Fiduciair eigendom of eigendom tot zekerheid is een zakelijk zekerheidsrecht. Bij fiduciair eigendom draagt iemand een zaak in eigendom over aan zijn schuldeiser als zekerheid van een lening of andere schuld. De zaak blijft eigendom van de schuldeiser zolang de lening nog niet is terugbetaald. Wanneer dit wel het geval is, heeft de financierder de contractuele plicht de eigendom terug over te dragen.

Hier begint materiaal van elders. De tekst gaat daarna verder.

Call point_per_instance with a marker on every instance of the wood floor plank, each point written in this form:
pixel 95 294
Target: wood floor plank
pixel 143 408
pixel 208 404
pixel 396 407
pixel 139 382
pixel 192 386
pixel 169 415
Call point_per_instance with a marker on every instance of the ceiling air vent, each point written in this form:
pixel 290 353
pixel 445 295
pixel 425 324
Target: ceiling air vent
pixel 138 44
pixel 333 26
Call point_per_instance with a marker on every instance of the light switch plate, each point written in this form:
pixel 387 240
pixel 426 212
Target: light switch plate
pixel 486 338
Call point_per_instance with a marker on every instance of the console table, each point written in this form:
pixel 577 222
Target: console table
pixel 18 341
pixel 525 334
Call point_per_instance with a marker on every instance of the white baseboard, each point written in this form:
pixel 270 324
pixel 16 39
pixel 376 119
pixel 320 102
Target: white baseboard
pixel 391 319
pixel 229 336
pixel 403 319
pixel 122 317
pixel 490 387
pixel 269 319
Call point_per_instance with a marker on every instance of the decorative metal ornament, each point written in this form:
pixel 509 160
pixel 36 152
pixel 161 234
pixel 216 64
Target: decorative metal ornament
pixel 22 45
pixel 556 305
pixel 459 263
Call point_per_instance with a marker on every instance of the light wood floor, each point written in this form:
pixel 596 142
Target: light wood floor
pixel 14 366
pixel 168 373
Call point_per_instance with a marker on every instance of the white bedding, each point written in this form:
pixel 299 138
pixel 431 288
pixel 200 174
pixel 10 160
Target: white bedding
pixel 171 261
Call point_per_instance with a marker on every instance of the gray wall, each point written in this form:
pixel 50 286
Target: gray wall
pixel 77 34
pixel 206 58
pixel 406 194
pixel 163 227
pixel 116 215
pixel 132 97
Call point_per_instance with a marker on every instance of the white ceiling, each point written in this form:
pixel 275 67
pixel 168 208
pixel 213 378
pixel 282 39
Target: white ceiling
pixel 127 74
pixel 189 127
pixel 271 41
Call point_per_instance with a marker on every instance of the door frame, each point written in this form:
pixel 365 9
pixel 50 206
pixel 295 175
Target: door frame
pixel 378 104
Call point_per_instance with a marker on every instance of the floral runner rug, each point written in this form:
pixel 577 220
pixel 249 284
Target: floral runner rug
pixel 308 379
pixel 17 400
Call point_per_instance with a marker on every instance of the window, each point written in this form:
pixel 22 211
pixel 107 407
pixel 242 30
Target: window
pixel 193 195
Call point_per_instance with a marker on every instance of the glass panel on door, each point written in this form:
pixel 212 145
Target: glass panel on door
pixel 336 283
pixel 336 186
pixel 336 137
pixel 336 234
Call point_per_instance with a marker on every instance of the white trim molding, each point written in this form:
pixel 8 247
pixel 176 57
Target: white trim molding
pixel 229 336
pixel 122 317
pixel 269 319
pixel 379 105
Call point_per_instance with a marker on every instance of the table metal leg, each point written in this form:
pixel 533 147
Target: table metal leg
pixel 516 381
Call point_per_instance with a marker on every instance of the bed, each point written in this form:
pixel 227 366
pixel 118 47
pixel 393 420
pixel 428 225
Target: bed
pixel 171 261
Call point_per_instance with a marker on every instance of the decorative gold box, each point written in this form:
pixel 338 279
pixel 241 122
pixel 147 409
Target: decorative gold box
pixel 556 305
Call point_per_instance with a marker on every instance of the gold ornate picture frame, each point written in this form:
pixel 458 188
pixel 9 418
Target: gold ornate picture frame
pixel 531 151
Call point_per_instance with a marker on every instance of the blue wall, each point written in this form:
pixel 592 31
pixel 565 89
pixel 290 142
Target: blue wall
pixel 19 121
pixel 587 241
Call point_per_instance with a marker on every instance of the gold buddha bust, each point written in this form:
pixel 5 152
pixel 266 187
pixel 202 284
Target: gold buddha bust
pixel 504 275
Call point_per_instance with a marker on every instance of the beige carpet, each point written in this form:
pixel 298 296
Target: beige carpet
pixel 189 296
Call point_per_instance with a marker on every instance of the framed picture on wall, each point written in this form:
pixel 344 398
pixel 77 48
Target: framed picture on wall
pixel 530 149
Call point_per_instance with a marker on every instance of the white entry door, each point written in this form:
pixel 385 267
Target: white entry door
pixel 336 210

Op het moment dat de schuldenaar in gebreke is met de betaling, kan de schuldeiser de eigendom te gelde maken ter dekking van de uitstaande verplichtingen.

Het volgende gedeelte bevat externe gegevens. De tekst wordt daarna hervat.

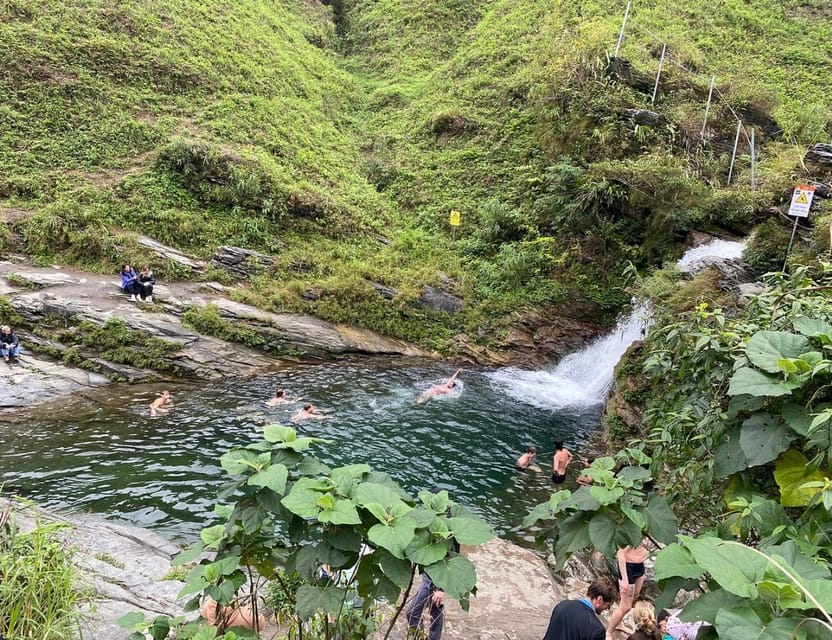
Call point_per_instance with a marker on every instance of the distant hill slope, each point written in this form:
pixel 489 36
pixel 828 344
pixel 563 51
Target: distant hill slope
pixel 337 137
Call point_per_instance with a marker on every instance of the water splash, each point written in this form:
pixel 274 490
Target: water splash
pixel 582 379
pixel 713 250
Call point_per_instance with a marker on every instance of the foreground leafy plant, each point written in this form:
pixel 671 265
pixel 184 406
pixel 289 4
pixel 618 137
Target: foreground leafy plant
pixel 38 591
pixel 294 515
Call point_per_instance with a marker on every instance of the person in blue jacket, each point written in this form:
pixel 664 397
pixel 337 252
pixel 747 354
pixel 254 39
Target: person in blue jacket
pixel 578 619
pixel 130 282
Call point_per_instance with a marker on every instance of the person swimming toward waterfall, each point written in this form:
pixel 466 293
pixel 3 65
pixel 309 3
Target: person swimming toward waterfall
pixel 439 389
pixel 560 461
pixel 162 404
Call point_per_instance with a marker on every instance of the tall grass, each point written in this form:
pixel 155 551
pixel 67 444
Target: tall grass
pixel 38 596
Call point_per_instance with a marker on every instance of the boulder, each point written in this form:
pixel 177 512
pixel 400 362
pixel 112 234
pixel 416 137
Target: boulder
pixel 125 567
pixel 439 300
pixel 243 263
pixel 169 253
pixel 646 118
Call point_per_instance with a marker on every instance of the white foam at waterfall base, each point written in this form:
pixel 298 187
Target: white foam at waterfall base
pixel 582 379
pixel 714 249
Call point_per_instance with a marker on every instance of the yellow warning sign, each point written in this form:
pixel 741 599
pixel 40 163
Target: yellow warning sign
pixel 801 200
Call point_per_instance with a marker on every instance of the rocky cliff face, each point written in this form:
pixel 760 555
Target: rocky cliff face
pixel 128 569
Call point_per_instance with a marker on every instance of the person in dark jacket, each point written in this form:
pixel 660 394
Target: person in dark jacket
pixel 578 619
pixel 130 282
pixel 9 345
pixel 146 280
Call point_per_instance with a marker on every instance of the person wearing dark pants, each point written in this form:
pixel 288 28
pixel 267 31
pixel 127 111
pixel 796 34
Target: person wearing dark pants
pixel 130 282
pixel 9 345
pixel 146 280
pixel 578 619
pixel 427 593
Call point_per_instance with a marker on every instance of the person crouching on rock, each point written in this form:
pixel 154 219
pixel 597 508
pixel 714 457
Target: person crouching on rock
pixel 146 282
pixel 9 345
pixel 130 282
pixel 162 404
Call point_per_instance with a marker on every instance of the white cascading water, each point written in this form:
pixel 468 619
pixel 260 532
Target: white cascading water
pixel 582 379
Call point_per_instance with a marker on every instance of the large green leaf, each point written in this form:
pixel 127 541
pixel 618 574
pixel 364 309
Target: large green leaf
pixel 455 576
pixel 472 531
pixel 814 328
pixel 279 433
pixel 239 461
pixel 602 528
pixel 371 492
pixel 582 500
pixel 394 537
pixel 427 554
pixel 397 569
pixel 766 348
pixel 311 599
pixel 735 567
pixel 797 418
pixel 755 383
pixel 675 561
pixel 790 474
pixel 274 477
pixel 302 500
pixel 212 536
pixel 728 456
pixel 763 437
pixel 342 512
pixel 706 606
pixel 605 496
pixel 573 535
pixel 662 524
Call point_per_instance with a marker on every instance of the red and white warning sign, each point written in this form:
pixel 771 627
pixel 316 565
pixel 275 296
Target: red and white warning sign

Fiduciair eigendom doet erg denken aan een (stil) pandrecht of hypotheek, met dien verstande dat een eigendomsrecht veelomvattender is dan een pandrecht.
Tot de afschaffing van de mancipatio door keizer Justinianus I was het mogelijk om res mancipi fiduciair over te dragen in eigendom. Door middel van een nevenbeding werd de verkrijger verplicht om de zaak weer terug over te dragen in eigendom na het voldoen van de schuld. Aangezien het Romeins recht ook een rechtsfiguur vergelijkbaar met een stil pandrecht of hypotheek kende, was de afschaffing van de fiduciaire eigendomsoverdracht geen groot probleem.[1]
Geschiedenis
In Nederland bestond het rechtsfiguur van fiduciair eigendom van 1929 tot 1992, naast pand en hypotheek. De fiduciaire eigendomsoverdracht werd in 1929 door de Hoge Raad in het Brouwerij-arrest geaccepteerd. Het stille pandrecht bestond destijds nog niet: een pand kon slechts gevestigd worden door het in de macht van de pandhouder te brengen. Dit was vaak natuurlijk bezwaarlijk omdat het meestal om voorraad, bedrijfsinventaris of machines ging die de pandgever wilde blijven gebruiken. Aan de andere kant wilden geldverschaffers slechts zekerheid en zaten er niet op te wachten allerlei zaken onder zich te moeten houden. Er was dus behoefte aan een zekerheidsrecht waarbij de zaak niet in de macht van de pandhouder hoefde te worden gebracht, maar zo'n recht bestond niet. Fiduciair eigendom, de eigendomsoverdracht tot zekerheid, voorzag in deze behoefte.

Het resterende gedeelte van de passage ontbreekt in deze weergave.